If by "a sufficient majority" he means that it is impossible to achieve a parliamentary majority in this matter that goes beyond the majority that voted for him to form a government in 2020, that is true. Don't expect to find any of the Spanish right there, who will do nothing but criticize the move as a concession to the pro-independence parties. Another thing is that ordinary laws need, for their approval or modification, an absolute majority in the Congress of Deputies, that is, fifty percent plus one of the total votes of MPs in the lower house, which is reached when there are 176 votes in favour.
Considering that PSOE and Unidas Podemos have a total of 155 seats, they need 21 to reach the 176 mark and ERC alone contributes 13. In other words, if Sánchez wants to, he can. It's quite another matter if he doesn't want to, and ERC don't want to use a red button like interrupting the legislature to force him to do so. Verbally, ERC has already flirted with the idea of forcing a change of pace on the work rate of the Spanish legislature, which is very poor in terms of results, in which there is only that of the pardoning of the Catalan political prisoners, and first the general secretary, Marta Rovira, stated that 'they had run out of faith in the PSOE and recently Catalan minister Vilagrà raised the tone by asserting that they were gambling the future of the legislature if they did not put the amendment of the Penal Code on track.
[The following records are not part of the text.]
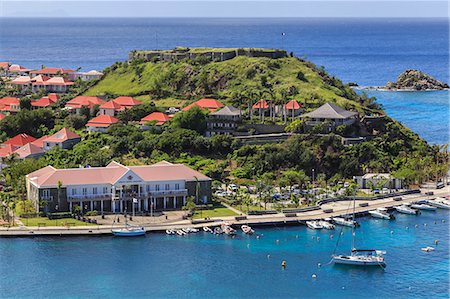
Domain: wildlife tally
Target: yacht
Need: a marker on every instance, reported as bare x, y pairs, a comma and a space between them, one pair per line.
422, 206
247, 229
407, 210
314, 225
359, 257
381, 213
344, 222
326, 224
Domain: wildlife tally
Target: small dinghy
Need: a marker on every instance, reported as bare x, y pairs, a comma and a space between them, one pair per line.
314, 225
247, 229
421, 206
207, 230
427, 249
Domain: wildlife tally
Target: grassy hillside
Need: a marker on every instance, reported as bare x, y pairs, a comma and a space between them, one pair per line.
240, 79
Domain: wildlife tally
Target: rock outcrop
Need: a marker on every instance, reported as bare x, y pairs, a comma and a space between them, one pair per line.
416, 80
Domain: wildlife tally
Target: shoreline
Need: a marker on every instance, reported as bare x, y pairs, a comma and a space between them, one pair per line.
339, 208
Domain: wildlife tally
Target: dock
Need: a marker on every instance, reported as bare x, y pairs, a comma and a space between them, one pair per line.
332, 209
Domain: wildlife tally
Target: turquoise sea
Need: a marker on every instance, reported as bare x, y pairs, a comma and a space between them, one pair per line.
208, 266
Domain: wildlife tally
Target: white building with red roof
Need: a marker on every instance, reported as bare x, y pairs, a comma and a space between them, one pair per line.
205, 103
84, 101
64, 139
161, 186
101, 123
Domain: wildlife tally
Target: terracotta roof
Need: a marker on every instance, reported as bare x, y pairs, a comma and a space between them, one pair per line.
27, 150
205, 103
330, 111
261, 104
127, 101
40, 141
102, 121
49, 176
7, 149
62, 135
159, 117
52, 71
84, 101
293, 105
20, 140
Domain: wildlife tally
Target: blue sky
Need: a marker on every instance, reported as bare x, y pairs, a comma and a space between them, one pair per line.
223, 8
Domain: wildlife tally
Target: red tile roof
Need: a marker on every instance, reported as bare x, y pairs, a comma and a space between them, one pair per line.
293, 105
27, 150
127, 101
52, 71
62, 135
205, 103
20, 140
40, 141
84, 101
159, 117
261, 104
49, 176
102, 121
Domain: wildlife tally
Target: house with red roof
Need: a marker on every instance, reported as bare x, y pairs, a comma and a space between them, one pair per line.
64, 139
210, 104
29, 150
20, 140
293, 108
161, 186
84, 101
101, 123
9, 105
158, 118
46, 101
51, 72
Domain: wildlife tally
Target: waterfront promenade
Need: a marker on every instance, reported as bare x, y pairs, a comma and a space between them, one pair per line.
339, 208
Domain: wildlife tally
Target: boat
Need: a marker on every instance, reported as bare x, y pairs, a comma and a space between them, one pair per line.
407, 210
326, 224
381, 213
247, 229
359, 257
207, 230
128, 230
427, 249
422, 206
438, 204
344, 222
314, 225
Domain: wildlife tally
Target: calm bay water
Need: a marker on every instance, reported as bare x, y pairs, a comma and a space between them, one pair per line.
367, 51
207, 266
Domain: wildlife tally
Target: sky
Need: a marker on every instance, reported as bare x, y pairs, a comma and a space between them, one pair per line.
223, 8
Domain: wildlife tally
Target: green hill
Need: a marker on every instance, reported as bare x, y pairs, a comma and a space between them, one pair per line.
238, 79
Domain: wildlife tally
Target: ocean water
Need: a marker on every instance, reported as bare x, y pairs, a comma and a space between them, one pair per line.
208, 266
369, 52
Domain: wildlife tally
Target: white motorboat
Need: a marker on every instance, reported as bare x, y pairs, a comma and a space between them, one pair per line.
359, 257
406, 210
326, 224
314, 225
438, 203
207, 230
422, 206
427, 249
381, 213
344, 222
247, 229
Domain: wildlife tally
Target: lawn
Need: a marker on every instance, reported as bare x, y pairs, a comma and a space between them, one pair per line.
217, 211
44, 221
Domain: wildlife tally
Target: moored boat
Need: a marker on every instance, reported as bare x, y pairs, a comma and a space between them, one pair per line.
247, 229
314, 225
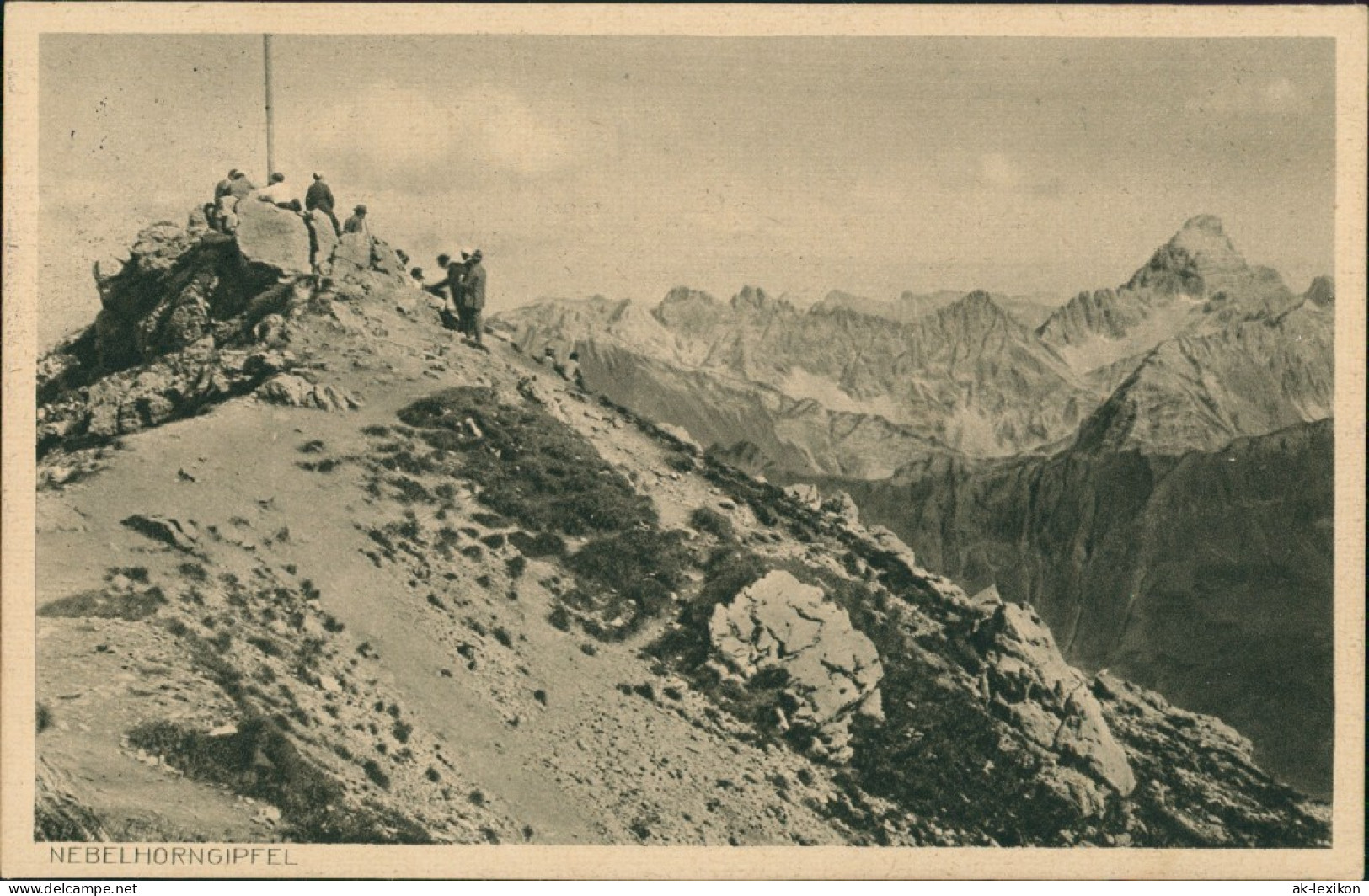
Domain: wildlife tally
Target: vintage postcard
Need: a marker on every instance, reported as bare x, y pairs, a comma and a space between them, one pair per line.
704, 440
The latest public movements of the Spanish government on this issue have been a mixture. While Iceta insisted in the official speech that there is no political majority, the defence minister, Margarita Robles, nuanced that the reform of the Penal Code must be carried out because it is a social necessity and never for a specific case, in reference to president Carles Puigdemont, exiled in Belgium. All this, forgetting that Puigdemont has said both actively and passively that he will not accept hypothetical personal solutions and that what is needed is an amnesty law that puts the end to all open processes.
Everything points to the fact that the current stalled status of the reform, moving neither forward nor backward, will end up being its definitive situation and that the debate will be pursued more in the media than from behind the podium of Congress. The PSOE has entered electoral campaign mode and, with some very difficult battles ahead, it will not cross its red lines. I very much fear that the reform of the Penal Code will be left for another legislature. Or forever.